Wednesday, October 06, 2010

My G2 review

Today is the day most people can buy the new Tmobile G2 phone. I was fortunate to receive a device late last week and have had almost a week to play with it. As this is my fifth Android device (G1, Droid, Nexus One, Samsung Galaxy) I have a lot of experience with this mobile OS. For the purpose of this post I think there are 5 areas worth commenting on: hardware, setup, usage, HSPA and applications.

Hardware - The G2 is a hefty little device. I actually feel like having some heft is a good thing in a device. Of the devices I have had, the G2 weighs in as the heaviest at 6.5 ozs. I thought the Droid was actually heavier but it in reality is lighter at 5.99 ozs. Maybe the boxy industrial design gave me that impression. This is contrasted with the G1 which was 5.6 ozs. and the ultra light Samsung Galaxy device which is an amazing 4.59 ozs. For a non-Android comparison, the iPhone 4 is 4.8 ozs. It is interesting to me how close in weight the iPhone and the Galaxy are, but how much more solid the iPhone appears. As far as durability, I think the G2, Droid and iPhone all seem fairly similar in that regard.

The G2 to me, looks a lot like a beefed up Nexus One. The faceplate appearance is a slightly more squarish version of the Nexus One, but that is where the difference ends. The G2 has an amazing spring loaded slide action that is as strong as what I saw on the Helio devices back in the day. Not quite a switchblade locking action, but a strong spring loaded slide up. The keyboard is gorgeous and most closely resembles the Sidekick 2 with slightly raised rubberized buttons.

Setup - Like all Android devices, you need to be bought into the whole Google thing to experience the full range of the device. In my case that means I am a user of Gmail at work, I have all my contacts in Google Contacts and I use Google voice. With a simple login with your Google credentials you have a quick OTA update of the relevant services and before I knew it, my 1800+ contacts were loaded and ready to go. Two additional comments on setup. Thus far, I have had to load back every application when I set up a device. It would be great to have your application profile saved so that when you migrate from one device to the next you don't have to go back and redownload all the applications. iTunes has Google beat on this front in that an iTunes sync to a new device does all that the Google OTA stuff does but it also brings over your applications. I am sure that is either fixed and I don't know it, or it will be fixed.
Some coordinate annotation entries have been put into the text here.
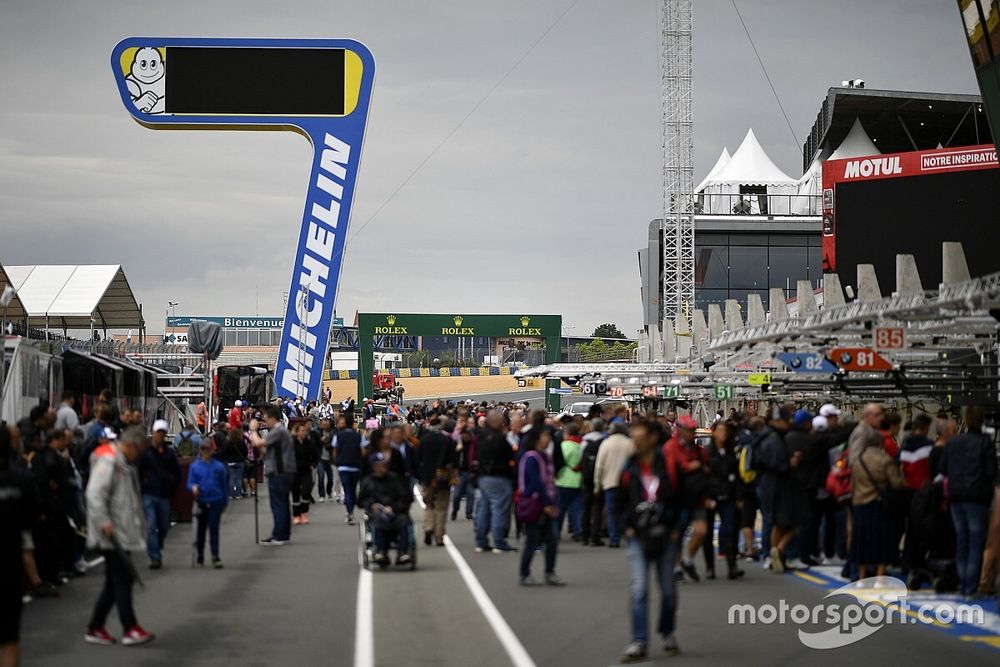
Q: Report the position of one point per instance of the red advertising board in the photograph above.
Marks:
(892, 165)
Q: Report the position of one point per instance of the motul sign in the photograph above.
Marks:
(885, 166)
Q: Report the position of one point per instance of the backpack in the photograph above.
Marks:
(838, 480)
(747, 472)
(186, 446)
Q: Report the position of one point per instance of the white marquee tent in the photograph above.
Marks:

Usage - The device works great. One of my big concerns was that the processor has a slower clock speed than the Nexus One with 800 mhz vs. 1 gigahertz. I am not sure if there are memory optimizations or other things that make the speed comparable, but I have yet to notice any speed differences between the two devices.

One last thing on Usage, one of the primary things that I love about 2.2 Froyo, is the Car mode and how unbelievably amazing voice search and voice controls are when I am driving. I connect my phone with my Blue Ant hands free and basically toss the phone in the seat next to me.
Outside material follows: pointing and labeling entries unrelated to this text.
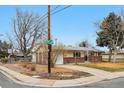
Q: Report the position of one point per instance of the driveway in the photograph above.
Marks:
(5, 82)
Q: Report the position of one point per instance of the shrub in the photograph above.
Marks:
(31, 67)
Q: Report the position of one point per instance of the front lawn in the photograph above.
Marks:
(40, 71)
(112, 67)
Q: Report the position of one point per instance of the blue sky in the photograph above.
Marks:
(69, 26)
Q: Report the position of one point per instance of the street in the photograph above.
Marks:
(114, 83)
(5, 82)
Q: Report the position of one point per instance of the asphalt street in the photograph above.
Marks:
(114, 83)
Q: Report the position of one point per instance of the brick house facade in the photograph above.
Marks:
(67, 55)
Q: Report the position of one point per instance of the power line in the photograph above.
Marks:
(46, 14)
(61, 9)
(57, 11)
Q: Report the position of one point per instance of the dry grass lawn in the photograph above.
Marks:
(112, 67)
(41, 71)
HSPA - I can't say that I have any concrete comments about the HSPA network speed vs. my previous experience with Tmobile's network in general. I am sure that with time I will have a clearer perspective. Two things I have done to test out speed that are worth noting were traveling down the freeway at maximum speed limit and streaming NFL Sunday ticket this last Sunday morning between San Onofre and North San Diego county. I wasn't watching the video necessarily (wink) but rather was tracking the audio via my hands free as a means to listen to the game. I had zero interruptions over approximately a 30 mile drive while streaming video. I think that is a positive test. The second and less tasking has been streaming Sirius XM over the device over the last several days, which also has worked well.

Applications - It is probably worth another post sometime as I use about 20 different applications frequently, but there are a couple worth mentioning now. Vlingo does a great job filling the gaps for me when I feel like Google Voice products don't quite do the job. Car Home is a noteworthy 2.2 application, providing an easy to use card dashboard for search, calling and navigation.
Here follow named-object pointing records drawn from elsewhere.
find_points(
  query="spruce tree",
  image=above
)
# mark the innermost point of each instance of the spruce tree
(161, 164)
Summary - Since I am not in mobile anymore, I was really hoping that the G2 was a phone I can use for the next year or two. After a week of putting it through the paces, there is no question to me that this phone definitely fits the bill. My only concern is that all the innovation by OEMs is going to make me want to switch sooner than I should. HTC has done a great job with this device and I am sure the other leading OEMs are going to do their best to one up them.